5 comentários em “Voltar a ter prazer em fotografar”

  1. Meu caríssimo Rodrigo…

    Perdoe-me dizer isso, mas quem fala daí é o psicólogo. O psicólogo reduz o viver à teoria, e não vê que a própria psicologia é teoria, e, sendo, não é uma instância à qual as experiências possam ser reduzidas. Bem, no seu campo de aplicação, sim, mas fora dele é fazer dela uma verdade, esquecer que é mera teoria utilitária.

    A arte, na vida humana, veio desde o antigamente, mais ainda, desde que fomos uma rústica tribo. O índio brasileiro, em termos de civilização pouco desenvolvido, decorava seus instrumentos e a si mesmo.

    O homem e seu prazer com a beleza provém lá da raiz, provavelmente o prazer da beleza um sentimento dentro de outros desejos úteis, mas que, separado deles, torna-se uma busca em si.

    Há pessoas e pessoas fotografando, há pessoas e pessoas dedicando-se às artes, há pessoas e pessoas que tocam instrumentos, alguns finos músicos, outros apenas tocam com um mergulho raso. Podemos entender isso psicologicamente?
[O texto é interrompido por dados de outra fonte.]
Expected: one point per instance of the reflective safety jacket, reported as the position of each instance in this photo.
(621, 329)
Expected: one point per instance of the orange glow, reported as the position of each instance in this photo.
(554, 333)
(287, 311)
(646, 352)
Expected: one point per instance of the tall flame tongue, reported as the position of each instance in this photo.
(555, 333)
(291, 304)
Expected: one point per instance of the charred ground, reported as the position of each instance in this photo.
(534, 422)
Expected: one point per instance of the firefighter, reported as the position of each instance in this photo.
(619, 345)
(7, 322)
    Bem, podemos entender superficialmente, mesmo porque a arte é um tema, digamos, detestado pelos teóricos da psicologia, exatamente pelo tanto que ela não cabe direito na psicologia. De onde vem ela? Do prazer perceptual? Do prazer que devia, lá no começo ajudar ao fazer o homem ter mais desejo em relação ao que era bonito –e bonito nos termos do útil? Provavelmente.
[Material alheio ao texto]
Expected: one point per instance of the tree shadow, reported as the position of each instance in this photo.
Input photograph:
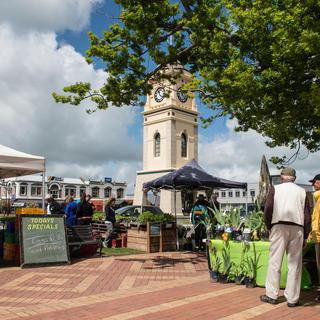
(162, 262)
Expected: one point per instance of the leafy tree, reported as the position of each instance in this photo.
(254, 60)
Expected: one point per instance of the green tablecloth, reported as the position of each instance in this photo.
(262, 247)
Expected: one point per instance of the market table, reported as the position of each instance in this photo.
(262, 248)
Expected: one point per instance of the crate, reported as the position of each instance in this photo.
(140, 237)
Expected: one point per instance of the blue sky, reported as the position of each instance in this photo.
(43, 45)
    Mas o próprio saber não é algo em si, não é algo diferente. O saber nada mais é do que a organização do como viver. É um outro instrumento. É impossível saber de verdade. O homem nada sabe sobre sua existência, sobre a existência em geral, e foge disso teorizando de forma redutora, reduzindo essas coisas a uma teoria que ao invés de explicar- impossível- torna reduzido para não lhe parecer mistério como é.

    O dito por você sobre a motivação fotográfica, quando penso em mim, acho tão tola… Vejo em mim minha busca na qual a fotografia é só um instrumento. O viver é mais que tudo isso, mas ao mesmo tempo o viver tem aspectos de cada uma dessas coisas. O dito por você reduz o viver à teoria, sem perceber que a teoria é meramente uma coisa da caixa de ferramentas, teoria não é e não traduz a essência do viver.

    Abraços

  2. Sinto-me hoje exatamente assim desmotivado, especialmente com a chegada do photoshop as pessoas falam sobre ele sem saberem o que realmente é. Muitos fotógrafos somente o são, por causa deste maravilhoso programa, mas que sem nada fazem. Não conhecem técnicas, não conhecem nada sobre, mas sabem muito sobre designer. Daí pergunto fotografo ou designer? Fico realmente triste ao ver muita gente se exbindo, e não sabem fotografar um relâmpago, uma queda dágua, nada sabem sobre velocidade e obturação, apenas aumentam o ISO sem seque saberem o significado. Bem não vou me estender, pois lamento não termos conseguido a regulamentação profissional. Abraços

  3. Texto fenomenal… Parabéns. Traduziu em palavras os meus sentimentos.